The American Journal of Preventative Medicine published a new study titled “All-Cause Mortality Attributable to Sitting Time.” The outline: “Recent studies have shown that sitting time is associated with increased risk of all-cause mortality, independent of moderate to vigorous physical activity. Less is known about the population-attributable fraction for all-cause mortality associated with sitting time, and the gains in life expectancy related to the elimination of this risk factor.”

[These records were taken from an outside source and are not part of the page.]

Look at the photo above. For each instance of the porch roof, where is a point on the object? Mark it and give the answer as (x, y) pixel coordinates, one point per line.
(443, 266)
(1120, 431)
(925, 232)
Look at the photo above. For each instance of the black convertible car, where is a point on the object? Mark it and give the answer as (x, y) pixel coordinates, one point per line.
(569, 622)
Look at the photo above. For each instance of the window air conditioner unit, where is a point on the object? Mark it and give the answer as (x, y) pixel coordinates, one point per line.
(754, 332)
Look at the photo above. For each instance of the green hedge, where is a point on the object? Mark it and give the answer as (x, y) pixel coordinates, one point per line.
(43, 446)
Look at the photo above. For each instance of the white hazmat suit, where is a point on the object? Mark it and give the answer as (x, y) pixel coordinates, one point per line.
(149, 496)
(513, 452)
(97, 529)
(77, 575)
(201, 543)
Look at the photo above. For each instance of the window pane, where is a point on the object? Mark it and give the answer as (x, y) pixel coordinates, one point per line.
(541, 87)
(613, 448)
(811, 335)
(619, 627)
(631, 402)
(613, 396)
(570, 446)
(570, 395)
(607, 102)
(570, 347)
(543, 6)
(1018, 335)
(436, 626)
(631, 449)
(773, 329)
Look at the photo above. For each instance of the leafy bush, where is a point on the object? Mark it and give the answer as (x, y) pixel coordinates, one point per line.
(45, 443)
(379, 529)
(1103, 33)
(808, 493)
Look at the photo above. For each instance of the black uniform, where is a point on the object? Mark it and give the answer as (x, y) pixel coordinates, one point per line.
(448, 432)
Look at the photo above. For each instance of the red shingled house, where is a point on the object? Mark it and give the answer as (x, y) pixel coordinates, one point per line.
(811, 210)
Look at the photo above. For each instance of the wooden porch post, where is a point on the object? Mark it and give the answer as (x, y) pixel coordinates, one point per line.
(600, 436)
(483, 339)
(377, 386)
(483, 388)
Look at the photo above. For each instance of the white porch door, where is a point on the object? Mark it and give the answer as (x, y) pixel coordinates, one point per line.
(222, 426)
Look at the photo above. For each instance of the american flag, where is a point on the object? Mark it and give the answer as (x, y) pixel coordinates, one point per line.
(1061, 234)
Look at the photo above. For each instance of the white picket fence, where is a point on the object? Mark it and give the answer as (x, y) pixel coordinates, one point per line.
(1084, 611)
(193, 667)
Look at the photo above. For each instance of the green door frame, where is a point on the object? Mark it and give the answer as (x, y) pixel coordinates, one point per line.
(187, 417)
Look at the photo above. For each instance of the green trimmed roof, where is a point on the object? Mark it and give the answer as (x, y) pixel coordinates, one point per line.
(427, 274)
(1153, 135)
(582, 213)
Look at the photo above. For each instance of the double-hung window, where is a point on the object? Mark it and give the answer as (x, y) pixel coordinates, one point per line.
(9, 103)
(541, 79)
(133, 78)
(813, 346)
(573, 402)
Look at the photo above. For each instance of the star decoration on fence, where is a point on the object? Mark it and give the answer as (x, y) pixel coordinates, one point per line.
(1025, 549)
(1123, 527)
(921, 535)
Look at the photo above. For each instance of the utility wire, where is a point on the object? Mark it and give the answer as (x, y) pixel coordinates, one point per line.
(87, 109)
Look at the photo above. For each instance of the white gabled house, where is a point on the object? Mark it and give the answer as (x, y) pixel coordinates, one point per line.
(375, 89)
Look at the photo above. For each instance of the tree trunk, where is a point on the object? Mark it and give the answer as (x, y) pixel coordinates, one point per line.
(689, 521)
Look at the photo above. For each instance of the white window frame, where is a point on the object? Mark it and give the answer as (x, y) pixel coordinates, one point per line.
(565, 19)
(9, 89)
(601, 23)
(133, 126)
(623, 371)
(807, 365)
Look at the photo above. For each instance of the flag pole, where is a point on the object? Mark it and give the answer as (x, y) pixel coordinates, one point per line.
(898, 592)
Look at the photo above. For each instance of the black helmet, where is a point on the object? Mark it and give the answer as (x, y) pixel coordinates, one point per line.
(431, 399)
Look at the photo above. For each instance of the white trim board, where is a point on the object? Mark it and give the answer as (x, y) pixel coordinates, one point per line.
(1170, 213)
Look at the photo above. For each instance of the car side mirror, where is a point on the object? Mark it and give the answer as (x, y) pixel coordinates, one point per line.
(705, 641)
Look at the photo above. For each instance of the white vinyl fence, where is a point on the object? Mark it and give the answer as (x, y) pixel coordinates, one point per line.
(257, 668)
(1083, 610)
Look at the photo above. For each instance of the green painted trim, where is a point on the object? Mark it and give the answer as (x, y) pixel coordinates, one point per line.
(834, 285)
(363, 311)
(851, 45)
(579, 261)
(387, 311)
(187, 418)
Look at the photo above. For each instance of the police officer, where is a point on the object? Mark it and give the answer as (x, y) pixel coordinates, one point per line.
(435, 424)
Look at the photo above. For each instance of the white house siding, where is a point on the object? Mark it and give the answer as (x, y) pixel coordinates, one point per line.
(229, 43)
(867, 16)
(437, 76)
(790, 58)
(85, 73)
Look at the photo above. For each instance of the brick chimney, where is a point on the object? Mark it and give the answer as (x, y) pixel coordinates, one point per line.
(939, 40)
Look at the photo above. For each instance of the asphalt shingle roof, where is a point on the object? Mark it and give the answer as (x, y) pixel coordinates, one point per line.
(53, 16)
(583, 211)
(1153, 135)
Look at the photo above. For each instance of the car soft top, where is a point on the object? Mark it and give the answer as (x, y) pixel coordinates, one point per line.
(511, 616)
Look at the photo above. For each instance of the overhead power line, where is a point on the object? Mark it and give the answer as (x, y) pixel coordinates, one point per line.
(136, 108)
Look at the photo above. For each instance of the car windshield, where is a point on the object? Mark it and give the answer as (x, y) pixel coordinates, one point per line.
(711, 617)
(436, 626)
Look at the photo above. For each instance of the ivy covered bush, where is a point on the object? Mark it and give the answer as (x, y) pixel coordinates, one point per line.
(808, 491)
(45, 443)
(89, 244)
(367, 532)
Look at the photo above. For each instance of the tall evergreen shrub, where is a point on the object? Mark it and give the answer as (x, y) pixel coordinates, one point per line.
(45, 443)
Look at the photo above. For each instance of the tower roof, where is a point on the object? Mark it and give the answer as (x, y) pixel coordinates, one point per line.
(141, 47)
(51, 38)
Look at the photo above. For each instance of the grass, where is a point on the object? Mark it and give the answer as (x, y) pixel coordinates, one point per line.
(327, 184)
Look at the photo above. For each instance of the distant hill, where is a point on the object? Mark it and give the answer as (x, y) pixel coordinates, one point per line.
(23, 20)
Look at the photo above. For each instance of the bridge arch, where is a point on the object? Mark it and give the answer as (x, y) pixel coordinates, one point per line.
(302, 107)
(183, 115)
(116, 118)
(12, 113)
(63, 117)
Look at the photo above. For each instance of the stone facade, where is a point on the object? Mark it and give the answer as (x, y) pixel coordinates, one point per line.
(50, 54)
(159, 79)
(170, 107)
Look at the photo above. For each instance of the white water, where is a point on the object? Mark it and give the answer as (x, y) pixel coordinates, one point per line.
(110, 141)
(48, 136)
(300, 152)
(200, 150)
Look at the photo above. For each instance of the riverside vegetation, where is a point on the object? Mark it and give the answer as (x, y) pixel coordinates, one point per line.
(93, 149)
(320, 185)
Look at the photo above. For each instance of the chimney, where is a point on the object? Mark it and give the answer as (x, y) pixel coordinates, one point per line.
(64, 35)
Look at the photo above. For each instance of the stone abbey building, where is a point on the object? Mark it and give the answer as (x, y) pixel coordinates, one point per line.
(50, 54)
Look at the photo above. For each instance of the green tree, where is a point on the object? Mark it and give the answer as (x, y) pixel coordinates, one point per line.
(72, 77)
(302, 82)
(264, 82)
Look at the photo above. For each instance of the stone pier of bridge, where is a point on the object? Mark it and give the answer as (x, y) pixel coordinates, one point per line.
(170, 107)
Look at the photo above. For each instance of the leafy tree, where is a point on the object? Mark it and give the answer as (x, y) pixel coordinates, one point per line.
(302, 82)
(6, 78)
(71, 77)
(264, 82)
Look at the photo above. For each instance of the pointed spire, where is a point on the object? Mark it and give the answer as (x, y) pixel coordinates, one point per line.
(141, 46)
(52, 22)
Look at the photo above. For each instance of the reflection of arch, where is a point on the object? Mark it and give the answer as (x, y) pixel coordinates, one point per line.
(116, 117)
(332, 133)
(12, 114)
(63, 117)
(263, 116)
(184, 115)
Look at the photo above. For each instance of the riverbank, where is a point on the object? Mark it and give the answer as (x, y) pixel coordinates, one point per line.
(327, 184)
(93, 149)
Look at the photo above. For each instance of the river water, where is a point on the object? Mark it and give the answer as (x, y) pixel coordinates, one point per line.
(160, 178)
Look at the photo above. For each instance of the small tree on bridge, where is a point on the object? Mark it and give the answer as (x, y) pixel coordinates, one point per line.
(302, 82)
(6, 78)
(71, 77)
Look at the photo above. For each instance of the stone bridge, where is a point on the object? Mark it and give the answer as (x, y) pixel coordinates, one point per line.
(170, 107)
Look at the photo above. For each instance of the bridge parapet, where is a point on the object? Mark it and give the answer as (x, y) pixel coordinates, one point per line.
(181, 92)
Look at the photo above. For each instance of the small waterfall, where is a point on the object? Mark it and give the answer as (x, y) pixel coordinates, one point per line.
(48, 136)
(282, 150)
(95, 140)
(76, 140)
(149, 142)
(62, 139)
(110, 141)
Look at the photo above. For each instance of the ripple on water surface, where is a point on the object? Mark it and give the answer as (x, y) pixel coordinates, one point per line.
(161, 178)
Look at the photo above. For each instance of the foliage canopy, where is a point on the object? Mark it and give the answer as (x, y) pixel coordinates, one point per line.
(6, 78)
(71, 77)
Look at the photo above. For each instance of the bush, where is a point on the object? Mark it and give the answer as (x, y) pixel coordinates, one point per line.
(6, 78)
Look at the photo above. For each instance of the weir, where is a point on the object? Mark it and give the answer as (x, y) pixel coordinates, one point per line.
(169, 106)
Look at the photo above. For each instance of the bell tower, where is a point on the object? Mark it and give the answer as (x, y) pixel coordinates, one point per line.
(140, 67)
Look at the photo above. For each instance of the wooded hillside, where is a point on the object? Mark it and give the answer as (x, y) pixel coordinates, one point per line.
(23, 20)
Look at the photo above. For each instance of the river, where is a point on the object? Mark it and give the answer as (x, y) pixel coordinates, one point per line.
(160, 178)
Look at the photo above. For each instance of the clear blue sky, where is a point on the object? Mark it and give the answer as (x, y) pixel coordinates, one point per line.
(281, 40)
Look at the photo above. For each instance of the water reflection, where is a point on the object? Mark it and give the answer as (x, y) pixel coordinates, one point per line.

The conclusion delivers important information for office workers (and others) who sit too much: Indeed, it could be connected to shorter lifespans.
States the study: “Assuming that the effect of sitting time on all-cause mortality risk is independent of physical activity, reducing sitting time plays an important role in active lifestyle promotion, which is an important aspect of premature mortality prevention worldwide.”
But there’s good news in that there’s a simple way to address the potential issue: Get up and move. In writing about the AJPM study, the New York Times reports: “Sitting too much may increase the risk of dying prematurely, while replacing sitting time with just standing or moderate physical activity could counteract the effect.”
The NYT reports that researchers “estimated mean sitting time across countries at 4.7 hours a day. Reducing that time by 50 percent, they calculated, would result in a 2.3 percent decline in all-cause mortality.”
And finding ways to become more active in the workplace don’t have to be complicated.
As the lead author, Leandro Rezende, a doctoral candidate at the University of São Paulo School of Medicine, is reported by the NYT as saying: “There are things we can do. Stand up, and go have a drink of water instead of keeping the water bottle at your desk. Or just stand up every so often. Standing alone increases your energy expenditure.”